Wenhao Fang


pdf bib
Knowledge-Guided Cross-Topic Visual Question Generation
Hongfei Liu | Guohua Wang | Jiayuan Xie | Jiali Chen | Wenhao Fang | Yi Cai
Proceedings of the 2024 Joint International Conference on Computational Linguistics, Language Resources and Evaluation (LREC-COLING 2024)

Visual question generation (VQG) task aims to generate high-quality questions based on the input image. Current methods primarily focus on generating questions containing specified content utilizing answers or question types as constraints. However, these constraints make it challenging to control the topic of generated questions (e.g., conversation or test subject topics) for various applications. Thus, it is necessary to utilize topics as constraints to guide question generation. Considering that there are many topics and it is almost impossible for human annotations to cover them, we propose the cross-topic learning VQG (CTL-VQG) task, which aims to generate questions related to unseen topics in cross-topic scenarios. In this paper, we propose a knowledge-guided cross-topic visual question generation (KC-VQG) model to extract unseen topic-related information for question generation.
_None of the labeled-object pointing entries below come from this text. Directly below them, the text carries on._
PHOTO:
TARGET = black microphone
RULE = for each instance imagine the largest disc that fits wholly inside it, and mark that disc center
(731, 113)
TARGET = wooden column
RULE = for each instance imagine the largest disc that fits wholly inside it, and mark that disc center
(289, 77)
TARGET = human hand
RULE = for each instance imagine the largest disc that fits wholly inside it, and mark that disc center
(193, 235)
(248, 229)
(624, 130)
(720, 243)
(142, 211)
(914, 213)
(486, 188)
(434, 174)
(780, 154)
Specifically, an image-topic feature extractor is introduced in our model to extract topic-related intuitive visual features; an image-topic knowledge extractor is used to extract and select the most appropriate topic-related implicit knowledge from large language models for generating questions. Extensive experiments show that our model outperforms baselines and can effectively generate unseen topic-related questions in cross-topic scenarios.